Вагон общий. Народ постепенно утрясается. Дураки плотненько сидят на лавках, умные уже растянулись на верхних полках. А мы стоим в проходе. Пока что тесно и холодно, но скоро будет жарко и душно, но к этому времени умные и дураки сравняются в одном - все будут пьяными. Процесс, собственно говоря, пошел сразу же, как только поезд тронулся. Все вынули. Не спрашивайте, что. Вот именно. Бутылки. Все, кроме нас. Не потому, что у нас не было. А потому, что начался такой народный театр, что невозможно было оторваться от зрелища этой натуральной жизни в железнодорожных декорациях…

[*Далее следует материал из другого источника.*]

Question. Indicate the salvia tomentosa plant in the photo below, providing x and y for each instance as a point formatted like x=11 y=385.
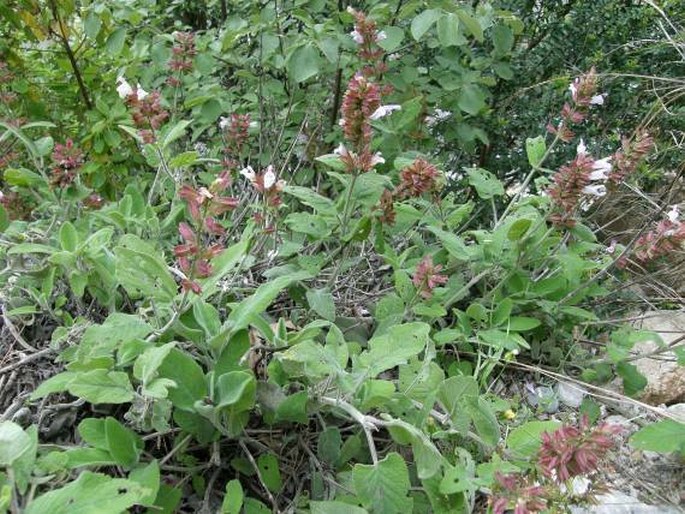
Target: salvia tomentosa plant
x=259 y=286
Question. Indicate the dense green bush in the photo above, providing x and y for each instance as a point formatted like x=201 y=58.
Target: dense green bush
x=263 y=261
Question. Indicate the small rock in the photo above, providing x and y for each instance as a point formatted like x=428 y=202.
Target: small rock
x=665 y=377
x=619 y=503
x=678 y=410
x=544 y=398
x=621 y=421
x=570 y=395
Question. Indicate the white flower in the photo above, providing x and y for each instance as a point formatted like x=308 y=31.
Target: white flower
x=141 y=92
x=341 y=151
x=384 y=110
x=377 y=159
x=674 y=214
x=597 y=99
x=248 y=173
x=602 y=165
x=598 y=190
x=124 y=88
x=269 y=177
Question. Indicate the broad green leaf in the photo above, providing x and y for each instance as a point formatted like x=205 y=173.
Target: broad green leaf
x=471 y=99
x=483 y=418
x=395 y=347
x=184 y=159
x=149 y=478
x=254 y=305
x=518 y=229
x=145 y=367
x=423 y=22
x=142 y=271
x=452 y=243
x=312 y=199
x=328 y=445
x=236 y=390
x=471 y=24
x=233 y=498
x=394 y=36
x=294 y=408
x=535 y=150
x=633 y=381
x=123 y=444
x=115 y=41
x=223 y=265
x=271 y=474
x=664 y=436
x=23 y=248
x=335 y=507
x=524 y=441
x=188 y=376
x=92 y=25
x=44 y=145
x=521 y=323
x=307 y=223
x=89 y=494
x=452 y=395
x=304 y=63
x=68 y=237
x=448 y=30
x=383 y=487
x=322 y=302
x=486 y=184
x=332 y=161
x=176 y=132
x=102 y=386
x=503 y=39
x=92 y=431
x=54 y=384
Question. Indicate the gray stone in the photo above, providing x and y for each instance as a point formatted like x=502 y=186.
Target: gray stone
x=616 y=502
x=665 y=378
x=570 y=394
x=678 y=410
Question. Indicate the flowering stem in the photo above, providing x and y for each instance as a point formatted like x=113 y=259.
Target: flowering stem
x=348 y=203
x=527 y=180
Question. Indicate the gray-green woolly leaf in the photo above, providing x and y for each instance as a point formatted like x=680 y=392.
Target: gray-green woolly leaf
x=383 y=488
x=145 y=367
x=312 y=199
x=486 y=184
x=102 y=386
x=535 y=150
x=260 y=300
x=393 y=38
x=233 y=498
x=88 y=494
x=188 y=376
x=14 y=442
x=304 y=63
x=322 y=302
x=452 y=243
x=423 y=22
x=471 y=99
x=335 y=507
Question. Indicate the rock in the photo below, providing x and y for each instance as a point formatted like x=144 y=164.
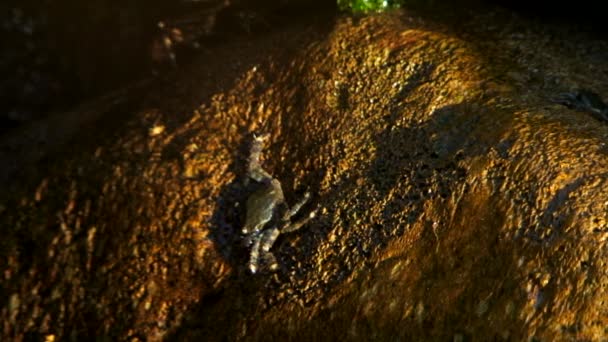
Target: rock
x=457 y=201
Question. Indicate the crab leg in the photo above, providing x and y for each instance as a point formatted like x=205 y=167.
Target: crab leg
x=254 y=168
x=294 y=210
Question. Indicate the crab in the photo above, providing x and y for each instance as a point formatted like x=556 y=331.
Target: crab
x=268 y=214
x=585 y=100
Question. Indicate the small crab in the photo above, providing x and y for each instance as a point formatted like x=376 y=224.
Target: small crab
x=585 y=100
x=268 y=215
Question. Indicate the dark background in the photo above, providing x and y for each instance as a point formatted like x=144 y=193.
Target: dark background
x=56 y=54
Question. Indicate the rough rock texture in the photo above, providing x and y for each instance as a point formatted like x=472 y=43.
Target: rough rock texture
x=457 y=200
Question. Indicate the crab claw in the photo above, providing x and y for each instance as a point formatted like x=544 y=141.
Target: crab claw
x=261 y=136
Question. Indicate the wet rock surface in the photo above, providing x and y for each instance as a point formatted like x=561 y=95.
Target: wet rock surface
x=457 y=200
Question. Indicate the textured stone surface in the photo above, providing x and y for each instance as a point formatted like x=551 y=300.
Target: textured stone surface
x=456 y=199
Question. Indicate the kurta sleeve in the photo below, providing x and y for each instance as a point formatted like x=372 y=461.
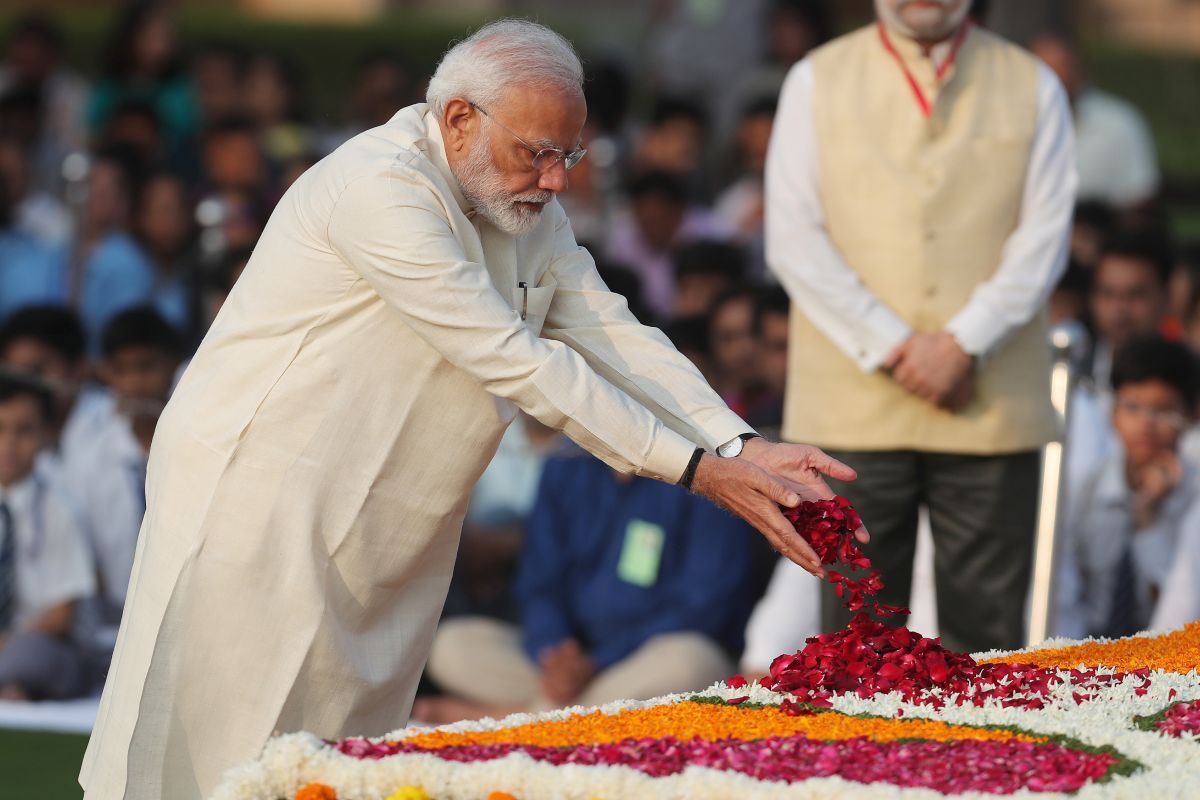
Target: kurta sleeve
x=393 y=230
x=640 y=360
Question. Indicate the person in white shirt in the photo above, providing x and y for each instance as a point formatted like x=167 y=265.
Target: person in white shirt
x=45 y=569
x=1114 y=145
x=307 y=481
x=107 y=477
x=919 y=188
x=1126 y=519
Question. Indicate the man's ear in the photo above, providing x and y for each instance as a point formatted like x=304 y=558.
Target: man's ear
x=457 y=124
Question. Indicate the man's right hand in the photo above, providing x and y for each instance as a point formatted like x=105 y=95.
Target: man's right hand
x=748 y=491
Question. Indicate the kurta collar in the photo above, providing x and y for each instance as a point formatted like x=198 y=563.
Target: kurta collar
x=913 y=54
x=437 y=154
x=19 y=494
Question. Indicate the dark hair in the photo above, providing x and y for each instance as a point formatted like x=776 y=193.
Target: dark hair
x=1144 y=245
x=736 y=293
x=709 y=257
x=54 y=326
x=13 y=385
x=139 y=326
x=689 y=334
x=137 y=107
x=120 y=49
x=129 y=163
x=814 y=12
x=669 y=108
x=769 y=300
x=606 y=89
x=761 y=106
x=655 y=182
x=1153 y=358
x=39 y=26
x=1075 y=278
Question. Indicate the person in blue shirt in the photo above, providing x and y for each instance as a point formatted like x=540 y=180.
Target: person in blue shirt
x=628 y=588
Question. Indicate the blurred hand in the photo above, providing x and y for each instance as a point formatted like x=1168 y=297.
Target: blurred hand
x=1153 y=482
x=741 y=486
x=930 y=366
x=801 y=468
x=565 y=671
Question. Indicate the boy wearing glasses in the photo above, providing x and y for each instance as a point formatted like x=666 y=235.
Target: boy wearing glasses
x=1127 y=517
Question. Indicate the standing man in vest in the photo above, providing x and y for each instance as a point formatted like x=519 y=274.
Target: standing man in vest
x=919 y=188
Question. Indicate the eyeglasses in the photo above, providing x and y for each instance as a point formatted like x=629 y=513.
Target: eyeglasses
x=1159 y=416
x=543 y=157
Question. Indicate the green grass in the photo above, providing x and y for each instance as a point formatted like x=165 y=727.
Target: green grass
x=36 y=765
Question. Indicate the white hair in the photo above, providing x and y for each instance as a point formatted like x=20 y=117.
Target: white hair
x=499 y=55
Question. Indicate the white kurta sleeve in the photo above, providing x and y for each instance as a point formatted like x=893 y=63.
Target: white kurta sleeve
x=799 y=251
x=393 y=230
x=1036 y=252
x=640 y=360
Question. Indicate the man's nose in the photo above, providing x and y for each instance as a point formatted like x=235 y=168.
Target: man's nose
x=553 y=179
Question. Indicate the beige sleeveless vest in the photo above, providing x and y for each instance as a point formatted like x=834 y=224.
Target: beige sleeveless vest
x=921 y=210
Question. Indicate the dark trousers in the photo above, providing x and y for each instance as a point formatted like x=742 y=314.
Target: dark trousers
x=982 y=511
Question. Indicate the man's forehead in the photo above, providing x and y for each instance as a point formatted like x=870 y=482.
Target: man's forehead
x=551 y=118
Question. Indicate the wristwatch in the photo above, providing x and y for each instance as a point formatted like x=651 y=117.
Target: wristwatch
x=732 y=449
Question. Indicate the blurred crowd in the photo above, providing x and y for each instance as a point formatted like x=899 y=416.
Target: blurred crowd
x=132 y=196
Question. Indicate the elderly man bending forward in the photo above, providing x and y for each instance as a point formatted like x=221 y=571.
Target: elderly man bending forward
x=309 y=479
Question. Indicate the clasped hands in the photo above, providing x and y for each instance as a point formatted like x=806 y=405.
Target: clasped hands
x=935 y=368
x=766 y=476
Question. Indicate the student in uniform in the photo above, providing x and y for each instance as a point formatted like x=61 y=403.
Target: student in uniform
x=45 y=569
x=141 y=353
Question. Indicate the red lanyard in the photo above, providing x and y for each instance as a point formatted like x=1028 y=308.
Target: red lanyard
x=922 y=101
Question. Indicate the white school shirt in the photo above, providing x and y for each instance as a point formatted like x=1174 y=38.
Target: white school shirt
x=52 y=558
x=107 y=480
x=1180 y=600
x=1099 y=528
x=829 y=292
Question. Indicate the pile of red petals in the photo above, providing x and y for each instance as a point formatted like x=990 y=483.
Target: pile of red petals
x=1181 y=719
x=946 y=767
x=869 y=657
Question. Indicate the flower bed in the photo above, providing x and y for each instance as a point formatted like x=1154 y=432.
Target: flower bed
x=868 y=711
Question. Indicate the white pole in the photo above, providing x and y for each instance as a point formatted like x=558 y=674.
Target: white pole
x=1068 y=341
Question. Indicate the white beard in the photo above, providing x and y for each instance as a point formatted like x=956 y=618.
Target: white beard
x=483 y=186
x=927 y=24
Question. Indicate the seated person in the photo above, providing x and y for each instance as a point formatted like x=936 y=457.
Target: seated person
x=141 y=353
x=628 y=588
x=1126 y=517
x=45 y=569
x=496 y=522
x=48 y=343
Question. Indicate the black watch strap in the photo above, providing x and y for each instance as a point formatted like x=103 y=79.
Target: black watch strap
x=690 y=473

Первым явлением была Проводница. Рубенсовская модель с лицом подвыпившей матрешки. Сильная, крепкая. От пьянства еще не развалилась, только перед обвис, как у коровы. Голос властный, веселый, хамства не допустит, если надо, сама так обхамит, что и милиционер покраснеет. Понимает, что билетов продано вдвое больше, чем мест, но ситуацией владеет полностью: кого направо, кого налево, бабу с дитем усадила, солдатиков-отпускников с мест подняла - погодите малек, ребятки, и вас пристрою… Но солдатики торопятся - им ехать всего восемь часов, а за это время надо успеть захорошеть, и проспаться, и снова захорошеть. Но они в надежных руках, в отпуск их везет солдатская мать, медведица. Ее сын Колька, да двое землячков Вовка и Серега…
В соседнем с нашим отсеке солидная семья из пяти членов: мать и отец в средних годах, их сын с женой и немецкая овчарка. Ей-то хуже всех. Забилась под лавку и переживает нервный срыв. Все ее жалеют, ласкают, особенно пожилая хозяйка: «Ах ты, моя красавица, не бойся, глупая, мы тебя в обиду не дадим». А собака дрожмя дрожит. Папаша с сынком уже приняли. Папаша ногами вспотел, ботиночки снял, отдыхает… Колбаска, курочка… Не желаете ли?…
Хороший у нас народ - добродушный, щедрый…
Рядом с нами, на проходном месте, возле самого сортира, любовная парочка. Не молодежь глупая. А взрослые, женатые, за тридцать. От них любовью так и пышет, особенно от нее: «Ну, чего тебе дать-то, Славик? Хошь славянской, хошь хейнекена? А водочки, водочки-то?»
У нее штук восемь одинаковых пластиковых пакетов, она их перетряхивает, позвякивает, постукивает… А муж носом крутит: того не хочет, этого не хочет… Непонятно даже, чем это он так быстро набирается…
Вот и солдатики вышли из тамбура, присели на лавку, уже и пропустили по маленькой, и повздорили, и матюгами друг в друга пульнули, и помирились. Такой у нас народ - душевный, отзывчивый…
И мы трое - мой муж, Дима и я - тоже народ. Одеты, как все: шапки, валенки, полушубки. И еда как у всех: хлеб, колбаса, сырок плавленый, чай в термосе… Вот чаек мы и пьем.
– Ну что вы, как неродные…- жалеют нас, предлагают.
Соседка с пакетами оказалась продавщицей из продовольственного магазина. Все рассказала: что раньше заведующей была, а теперь смысла нет, что к родне едут, что детишек у них двое, с бабкой остались. Что проблема у них есть - квартирная.
А Славик важный, как китайский мандарин, всем недоволен: сначала ему было холодно, потом стало жарко, пиво ему горькое, а водка слабая, а, главное, поезд так медленно идет, ну просто мочи нет… А продавщица все старается ему угодить: и так, и сяк, и боком, и скоком. А он чем пьяней, тем строже…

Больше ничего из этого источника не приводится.